By scraping off the detritus of past and present errors, we can open a clearing and create a new and better place from which we can dwell within Dasein. Like the Deconstructionists and Church Fathers, Heidegger did not believe that we could ever fully understand Being. Like the Church Fathers, he felt that the journey itself could improve both the individual and the world.
Let’s destrukt the word “Sin.”
Today “Sin” is primarily used in a comical context. It evokes images of finger-waggling busybodies and scolds who can’t rest so long as they know somebody somewhere is having fun. It’s also used with a nudge and a wink to signify delightfully naughty entertainment. The fact that you’re not supposed to be doing this only makes it more enjoyable. (Christian scholars call this “concupiscence”).
But for our forbears “Sin” evoked not laughter but fear. We tend to focus on the Hellfire and Damnation imagery because we now see those ideas as outdated and silly. But while our ancestors certainly recognized the pains of Hell, they were also aware of the mental and physical consequences of Sin.
From Christianity’s earliest days the Church Fathers recognized Seven — or Eight, depending on whom you asked — Deadly Sins. Those Sins were deadly because they distracted sinners from God and from their life’s purpose. (Heidegger and the Existentialists he inspired would call this “living inauthentically”). But they were also deadly in the literal sense. If followed too enthusiastically, these Sins could destroy the soul, the body, and the community.
Proving the existence of God is no small matter. Indeed, most mystics would argue that a God you can prove empirically is no God at all. Weighing and measuring the consequences of different behaviors and emotional states is much easier. We can examine the historical and contemporary effects of these Sins. We can see how the data lines up with the predictions made by earlier theologians and philosophers of different faiths and denominations. And we can even make steps toward behaviors that might counter their influence and dissuade others from falling into their clutches.
The world wanders in a trackless wood.
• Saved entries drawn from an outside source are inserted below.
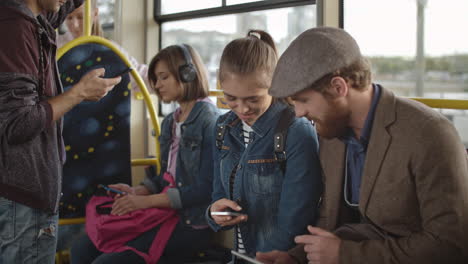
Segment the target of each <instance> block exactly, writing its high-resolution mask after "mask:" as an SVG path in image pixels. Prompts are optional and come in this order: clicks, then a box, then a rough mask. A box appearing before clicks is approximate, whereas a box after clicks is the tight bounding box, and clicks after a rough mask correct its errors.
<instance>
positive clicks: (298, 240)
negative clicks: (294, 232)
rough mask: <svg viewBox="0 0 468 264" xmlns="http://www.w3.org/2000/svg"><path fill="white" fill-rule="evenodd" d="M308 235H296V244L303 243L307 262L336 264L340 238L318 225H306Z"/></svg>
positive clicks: (338, 251)
mask: <svg viewBox="0 0 468 264" xmlns="http://www.w3.org/2000/svg"><path fill="white" fill-rule="evenodd" d="M307 229H308V230H309V232H310V235H302V236H296V238H295V239H294V241H295V242H296V243H297V244H304V251H305V253H306V254H307V259H308V260H309V263H314V264H316V263H318V264H338V259H339V252H340V245H341V240H340V239H339V238H338V237H337V236H335V235H334V234H332V233H330V232H328V231H325V230H323V229H321V228H318V227H312V226H308V227H307Z"/></svg>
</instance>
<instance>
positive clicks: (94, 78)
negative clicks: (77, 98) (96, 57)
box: [72, 68, 122, 101]
mask: <svg viewBox="0 0 468 264" xmlns="http://www.w3.org/2000/svg"><path fill="white" fill-rule="evenodd" d="M105 72H106V71H105V69H104V68H99V69H95V70H92V71H90V72H88V73H86V75H85V76H83V77H82V78H81V80H80V81H79V82H78V84H76V85H75V86H73V88H72V90H73V92H74V93H75V94H76V96H77V97H79V98H80V99H81V100H84V101H99V100H100V99H101V98H103V97H104V96H106V95H107V93H108V92H109V91H110V90H112V88H114V86H115V85H116V84H118V83H119V82H120V81H121V80H122V77H120V76H118V77H115V78H106V79H104V78H102V76H104V73H105Z"/></svg>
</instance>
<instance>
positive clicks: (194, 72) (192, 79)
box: [177, 44, 197, 83]
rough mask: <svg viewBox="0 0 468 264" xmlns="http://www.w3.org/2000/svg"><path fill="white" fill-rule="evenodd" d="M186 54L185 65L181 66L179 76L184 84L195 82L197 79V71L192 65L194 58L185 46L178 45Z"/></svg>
mask: <svg viewBox="0 0 468 264" xmlns="http://www.w3.org/2000/svg"><path fill="white" fill-rule="evenodd" d="M177 46H178V47H179V48H180V49H181V50H182V53H183V54H184V59H185V64H183V65H181V66H179V76H180V80H181V81H182V82H185V83H187V82H193V81H194V80H195V78H197V69H196V68H195V65H193V63H192V56H191V55H190V52H189V50H188V48H187V47H186V45H185V44H179V45H177Z"/></svg>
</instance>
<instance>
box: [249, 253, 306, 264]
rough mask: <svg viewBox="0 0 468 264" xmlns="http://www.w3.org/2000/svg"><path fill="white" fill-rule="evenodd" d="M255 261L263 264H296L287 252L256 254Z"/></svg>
mask: <svg viewBox="0 0 468 264" xmlns="http://www.w3.org/2000/svg"><path fill="white" fill-rule="evenodd" d="M255 259H256V260H258V261H260V262H263V263H265V264H297V262H296V260H295V259H293V258H292V257H291V255H289V254H288V252H285V251H279V250H273V251H270V252H257V255H256V256H255Z"/></svg>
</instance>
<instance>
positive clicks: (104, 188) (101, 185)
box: [99, 184, 124, 194]
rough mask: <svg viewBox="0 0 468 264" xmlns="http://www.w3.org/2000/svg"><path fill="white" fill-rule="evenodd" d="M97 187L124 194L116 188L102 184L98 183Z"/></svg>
mask: <svg viewBox="0 0 468 264" xmlns="http://www.w3.org/2000/svg"><path fill="white" fill-rule="evenodd" d="M99 187H101V188H104V190H106V191H109V192H113V193H117V194H124V192H122V191H119V190H116V189H112V188H110V187H107V186H105V185H104V184H99Z"/></svg>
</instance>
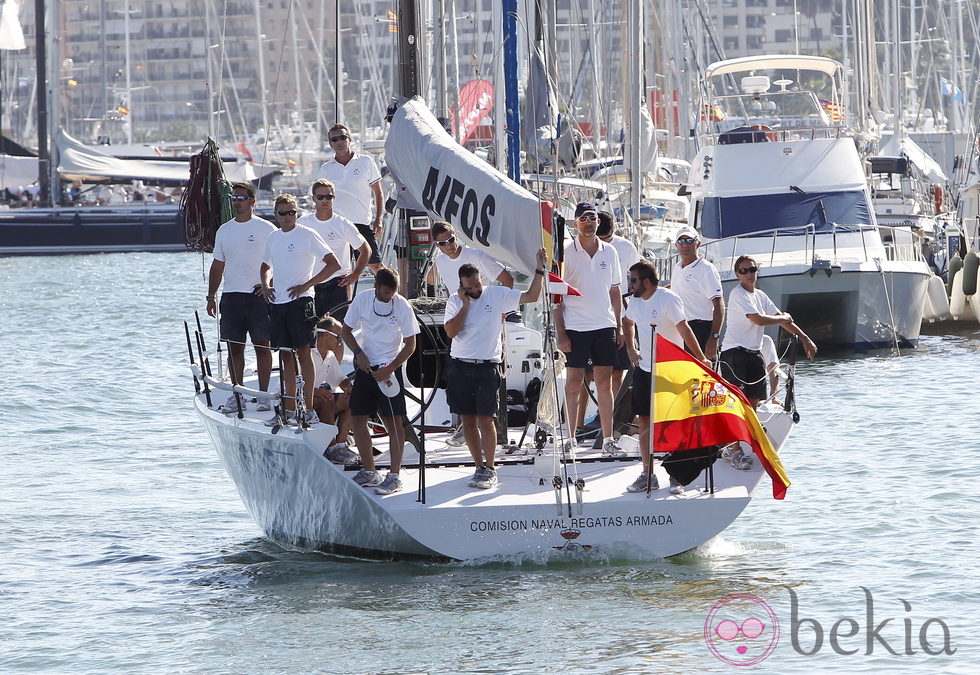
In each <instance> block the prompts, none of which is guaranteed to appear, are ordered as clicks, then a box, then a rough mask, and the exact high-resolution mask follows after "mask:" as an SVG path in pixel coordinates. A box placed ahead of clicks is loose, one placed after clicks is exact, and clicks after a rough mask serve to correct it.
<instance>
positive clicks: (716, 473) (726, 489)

I have wandered in that wood, and I have found a clearing. And I have sketched out a map in the hopes that the world may find that clearing as well.
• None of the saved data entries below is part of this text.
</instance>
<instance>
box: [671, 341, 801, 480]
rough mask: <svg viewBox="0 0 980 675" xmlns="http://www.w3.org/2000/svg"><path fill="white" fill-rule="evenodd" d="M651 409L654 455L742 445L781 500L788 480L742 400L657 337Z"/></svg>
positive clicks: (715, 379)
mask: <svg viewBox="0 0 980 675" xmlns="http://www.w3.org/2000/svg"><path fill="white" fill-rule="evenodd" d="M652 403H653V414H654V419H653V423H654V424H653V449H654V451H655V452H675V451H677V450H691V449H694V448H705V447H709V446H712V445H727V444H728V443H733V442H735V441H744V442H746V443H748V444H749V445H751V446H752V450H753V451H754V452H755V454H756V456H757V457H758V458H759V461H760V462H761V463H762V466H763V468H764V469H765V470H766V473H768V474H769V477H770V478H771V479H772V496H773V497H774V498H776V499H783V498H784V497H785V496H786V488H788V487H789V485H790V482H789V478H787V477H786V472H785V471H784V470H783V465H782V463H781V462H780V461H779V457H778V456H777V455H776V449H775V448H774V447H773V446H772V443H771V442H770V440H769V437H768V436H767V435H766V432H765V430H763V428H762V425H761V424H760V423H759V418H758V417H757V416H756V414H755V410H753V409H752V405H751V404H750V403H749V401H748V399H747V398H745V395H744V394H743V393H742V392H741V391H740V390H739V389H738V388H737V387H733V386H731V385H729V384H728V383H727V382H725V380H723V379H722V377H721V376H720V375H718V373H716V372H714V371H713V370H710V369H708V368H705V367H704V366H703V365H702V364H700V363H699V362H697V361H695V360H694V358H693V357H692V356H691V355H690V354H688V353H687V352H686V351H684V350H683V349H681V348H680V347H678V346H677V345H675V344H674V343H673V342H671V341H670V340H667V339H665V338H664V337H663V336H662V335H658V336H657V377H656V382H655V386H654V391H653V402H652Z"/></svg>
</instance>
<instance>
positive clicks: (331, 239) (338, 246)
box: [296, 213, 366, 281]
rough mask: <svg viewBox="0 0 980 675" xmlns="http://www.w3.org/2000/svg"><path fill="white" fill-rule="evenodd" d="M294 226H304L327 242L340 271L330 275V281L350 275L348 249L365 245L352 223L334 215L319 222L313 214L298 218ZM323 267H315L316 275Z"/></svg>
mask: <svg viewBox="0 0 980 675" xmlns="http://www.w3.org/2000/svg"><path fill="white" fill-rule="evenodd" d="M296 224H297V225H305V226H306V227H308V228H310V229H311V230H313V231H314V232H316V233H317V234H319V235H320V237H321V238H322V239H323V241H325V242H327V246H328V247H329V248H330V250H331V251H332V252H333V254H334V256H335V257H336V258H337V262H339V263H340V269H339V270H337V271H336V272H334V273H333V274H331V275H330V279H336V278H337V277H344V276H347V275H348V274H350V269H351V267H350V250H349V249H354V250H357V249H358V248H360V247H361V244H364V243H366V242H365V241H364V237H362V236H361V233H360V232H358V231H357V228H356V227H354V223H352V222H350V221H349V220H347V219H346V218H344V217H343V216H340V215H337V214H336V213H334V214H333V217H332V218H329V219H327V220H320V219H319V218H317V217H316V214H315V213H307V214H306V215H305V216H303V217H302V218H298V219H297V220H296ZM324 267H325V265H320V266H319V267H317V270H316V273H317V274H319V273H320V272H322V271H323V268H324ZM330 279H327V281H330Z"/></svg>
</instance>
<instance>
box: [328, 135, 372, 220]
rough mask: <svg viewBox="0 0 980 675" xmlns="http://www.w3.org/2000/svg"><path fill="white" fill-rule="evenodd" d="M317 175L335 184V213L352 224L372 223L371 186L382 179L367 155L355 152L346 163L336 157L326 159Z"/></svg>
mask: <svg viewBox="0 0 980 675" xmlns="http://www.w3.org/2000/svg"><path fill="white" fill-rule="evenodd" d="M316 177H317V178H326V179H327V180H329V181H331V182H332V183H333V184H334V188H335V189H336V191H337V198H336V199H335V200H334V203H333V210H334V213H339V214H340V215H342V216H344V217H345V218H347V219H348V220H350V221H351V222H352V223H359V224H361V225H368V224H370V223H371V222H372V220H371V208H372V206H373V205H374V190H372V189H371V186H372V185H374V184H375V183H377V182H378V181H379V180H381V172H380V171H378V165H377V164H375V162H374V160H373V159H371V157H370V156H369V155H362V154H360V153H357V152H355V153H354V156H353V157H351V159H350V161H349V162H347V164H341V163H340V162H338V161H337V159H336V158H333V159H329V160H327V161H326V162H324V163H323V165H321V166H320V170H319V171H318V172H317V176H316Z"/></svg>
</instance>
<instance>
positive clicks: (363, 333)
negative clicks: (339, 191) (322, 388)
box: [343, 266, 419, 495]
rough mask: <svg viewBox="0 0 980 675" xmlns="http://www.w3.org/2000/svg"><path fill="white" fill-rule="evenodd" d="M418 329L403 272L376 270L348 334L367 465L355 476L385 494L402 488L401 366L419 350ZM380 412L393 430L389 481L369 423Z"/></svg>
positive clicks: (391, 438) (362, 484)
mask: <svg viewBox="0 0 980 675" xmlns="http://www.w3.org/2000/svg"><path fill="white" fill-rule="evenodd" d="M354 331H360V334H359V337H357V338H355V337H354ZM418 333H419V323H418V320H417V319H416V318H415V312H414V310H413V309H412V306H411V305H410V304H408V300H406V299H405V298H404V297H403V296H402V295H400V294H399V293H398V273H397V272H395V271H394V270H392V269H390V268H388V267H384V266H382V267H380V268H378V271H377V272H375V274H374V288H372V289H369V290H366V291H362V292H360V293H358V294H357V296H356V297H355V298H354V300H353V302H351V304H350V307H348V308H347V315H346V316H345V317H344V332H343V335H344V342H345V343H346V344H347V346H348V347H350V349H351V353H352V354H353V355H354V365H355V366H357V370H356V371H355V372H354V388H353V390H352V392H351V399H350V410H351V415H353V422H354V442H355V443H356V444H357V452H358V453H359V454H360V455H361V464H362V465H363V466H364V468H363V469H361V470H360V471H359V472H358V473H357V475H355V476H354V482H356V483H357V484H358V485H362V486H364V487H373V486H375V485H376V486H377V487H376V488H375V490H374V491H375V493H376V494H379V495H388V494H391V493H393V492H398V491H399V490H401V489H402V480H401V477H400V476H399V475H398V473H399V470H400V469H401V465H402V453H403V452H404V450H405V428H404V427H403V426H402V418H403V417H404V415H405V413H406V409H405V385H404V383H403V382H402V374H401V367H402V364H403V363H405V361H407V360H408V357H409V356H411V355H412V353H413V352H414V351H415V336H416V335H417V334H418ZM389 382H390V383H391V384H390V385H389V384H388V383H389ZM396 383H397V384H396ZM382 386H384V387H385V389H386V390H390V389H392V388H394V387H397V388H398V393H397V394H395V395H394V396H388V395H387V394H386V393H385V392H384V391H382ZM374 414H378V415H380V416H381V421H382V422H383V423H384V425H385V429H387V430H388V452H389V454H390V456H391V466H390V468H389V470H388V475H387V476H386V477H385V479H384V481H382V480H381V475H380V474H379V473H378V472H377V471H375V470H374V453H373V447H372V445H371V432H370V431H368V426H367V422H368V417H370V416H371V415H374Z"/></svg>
Populus qui ambulabat in tenebris vidit lucem.
Modus Operandi
A well written and sorely needed commentary, on the state of the intelligent, hairless, modern monkeys of today.
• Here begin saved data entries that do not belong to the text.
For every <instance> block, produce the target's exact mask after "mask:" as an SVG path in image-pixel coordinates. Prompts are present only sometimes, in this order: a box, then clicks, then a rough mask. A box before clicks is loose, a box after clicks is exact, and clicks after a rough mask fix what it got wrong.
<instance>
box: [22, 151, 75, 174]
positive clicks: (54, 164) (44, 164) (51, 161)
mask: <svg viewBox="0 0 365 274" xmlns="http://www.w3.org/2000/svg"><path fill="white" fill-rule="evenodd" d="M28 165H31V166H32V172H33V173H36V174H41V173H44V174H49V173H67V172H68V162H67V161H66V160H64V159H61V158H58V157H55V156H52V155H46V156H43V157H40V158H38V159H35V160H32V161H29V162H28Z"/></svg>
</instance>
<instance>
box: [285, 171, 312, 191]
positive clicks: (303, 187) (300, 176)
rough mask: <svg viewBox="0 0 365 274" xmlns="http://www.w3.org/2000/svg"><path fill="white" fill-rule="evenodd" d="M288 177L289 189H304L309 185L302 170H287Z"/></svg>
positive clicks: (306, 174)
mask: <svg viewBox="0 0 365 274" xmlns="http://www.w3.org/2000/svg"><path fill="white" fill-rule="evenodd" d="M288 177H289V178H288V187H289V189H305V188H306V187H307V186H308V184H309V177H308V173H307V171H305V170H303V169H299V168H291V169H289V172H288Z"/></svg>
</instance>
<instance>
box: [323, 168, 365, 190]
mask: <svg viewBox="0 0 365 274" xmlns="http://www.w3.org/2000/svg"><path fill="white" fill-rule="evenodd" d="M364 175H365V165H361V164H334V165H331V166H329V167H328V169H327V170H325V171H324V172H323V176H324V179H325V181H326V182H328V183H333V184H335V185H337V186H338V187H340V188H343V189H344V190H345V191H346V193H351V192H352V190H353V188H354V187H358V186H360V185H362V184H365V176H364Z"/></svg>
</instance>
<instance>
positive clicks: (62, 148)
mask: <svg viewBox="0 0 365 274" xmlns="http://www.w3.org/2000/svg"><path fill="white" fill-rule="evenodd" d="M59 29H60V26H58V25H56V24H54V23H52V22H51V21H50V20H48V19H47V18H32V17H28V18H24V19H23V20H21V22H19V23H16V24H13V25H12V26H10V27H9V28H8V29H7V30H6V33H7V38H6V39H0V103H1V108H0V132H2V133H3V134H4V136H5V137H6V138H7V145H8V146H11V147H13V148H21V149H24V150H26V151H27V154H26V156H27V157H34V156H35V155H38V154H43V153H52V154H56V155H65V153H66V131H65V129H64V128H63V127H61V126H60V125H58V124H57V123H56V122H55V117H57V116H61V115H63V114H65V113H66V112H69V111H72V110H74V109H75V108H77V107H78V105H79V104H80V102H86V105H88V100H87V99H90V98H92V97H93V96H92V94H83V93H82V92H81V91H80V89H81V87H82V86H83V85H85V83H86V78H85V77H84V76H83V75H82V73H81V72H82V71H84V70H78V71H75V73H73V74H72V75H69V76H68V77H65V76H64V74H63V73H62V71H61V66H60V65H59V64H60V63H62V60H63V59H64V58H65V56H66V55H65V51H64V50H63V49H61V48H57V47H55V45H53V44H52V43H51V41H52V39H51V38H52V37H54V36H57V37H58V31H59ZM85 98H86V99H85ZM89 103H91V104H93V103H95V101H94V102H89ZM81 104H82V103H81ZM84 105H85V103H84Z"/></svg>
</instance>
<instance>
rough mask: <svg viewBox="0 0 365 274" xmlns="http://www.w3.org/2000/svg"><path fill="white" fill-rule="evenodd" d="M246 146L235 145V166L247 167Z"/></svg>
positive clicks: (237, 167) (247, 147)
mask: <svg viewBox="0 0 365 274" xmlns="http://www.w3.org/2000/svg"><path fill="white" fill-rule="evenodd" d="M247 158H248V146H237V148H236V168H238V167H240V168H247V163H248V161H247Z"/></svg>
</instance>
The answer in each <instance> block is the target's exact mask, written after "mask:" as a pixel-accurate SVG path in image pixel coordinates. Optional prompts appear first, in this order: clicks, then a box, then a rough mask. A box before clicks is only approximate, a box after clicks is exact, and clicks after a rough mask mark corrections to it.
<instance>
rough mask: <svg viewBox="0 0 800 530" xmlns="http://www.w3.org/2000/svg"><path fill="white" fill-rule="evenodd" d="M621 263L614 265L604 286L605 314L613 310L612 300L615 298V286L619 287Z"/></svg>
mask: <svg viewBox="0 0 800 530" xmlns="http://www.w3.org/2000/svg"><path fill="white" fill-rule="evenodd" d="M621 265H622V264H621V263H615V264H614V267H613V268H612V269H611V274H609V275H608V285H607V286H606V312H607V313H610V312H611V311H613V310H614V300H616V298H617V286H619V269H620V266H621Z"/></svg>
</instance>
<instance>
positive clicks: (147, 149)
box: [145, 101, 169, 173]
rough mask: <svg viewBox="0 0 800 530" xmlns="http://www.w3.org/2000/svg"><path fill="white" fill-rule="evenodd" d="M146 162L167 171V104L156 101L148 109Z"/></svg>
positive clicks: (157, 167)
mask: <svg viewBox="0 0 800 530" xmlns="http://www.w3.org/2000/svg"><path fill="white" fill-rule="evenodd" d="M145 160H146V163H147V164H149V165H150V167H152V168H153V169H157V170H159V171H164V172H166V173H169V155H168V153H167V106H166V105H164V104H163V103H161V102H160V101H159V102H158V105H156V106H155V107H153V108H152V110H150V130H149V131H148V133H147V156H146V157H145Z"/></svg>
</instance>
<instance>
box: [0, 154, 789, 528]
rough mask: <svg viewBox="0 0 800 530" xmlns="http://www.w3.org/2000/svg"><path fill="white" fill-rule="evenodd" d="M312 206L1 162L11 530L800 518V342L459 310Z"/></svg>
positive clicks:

I've often echoed your observations on the myopic contemporary man, as well as his forbearers, where history is concerned. I think the commoners of old, lived through repeated cycles of tyranny and oppression, as is the case today - never understanding the answer to and possible salvation from their plights, lay in the recent past.
To be sure, the echoing shouts of "never again" ring hollow and smack of foolish ignorance, after the pharmacological soft genocide of the past 3+ years. And now the re-institution of pogroms against the Jews, proves (to me at least) that we lack the ability to heed the past - on societal levels. It is especially irritating to hear the calls for Nuremburg 2.0, when don't even posses a dram of capacity, to understand and use the lessons provided by Nuremburg 1.0.
I interpreted the last third of your writing, to imply the following:
When man, becomes his own god - he is doomed to loose his moral, mental and emotional bearings in the raging sea, that is life.
For me, this is repeatedly proven out daily, in todays world and can easily be seen in the tyrants and depots of the past.
No matter what your god's name or how you define that undefinable power/presence - it is important, that you know you are smaller than it. When man is the pinnacle, he becomes untethered and unrestrained. As many have said in the past "absolute power corrupts, absolutely".
Thank you for the excellent writing and intellect. I look forward to sifting through your other work.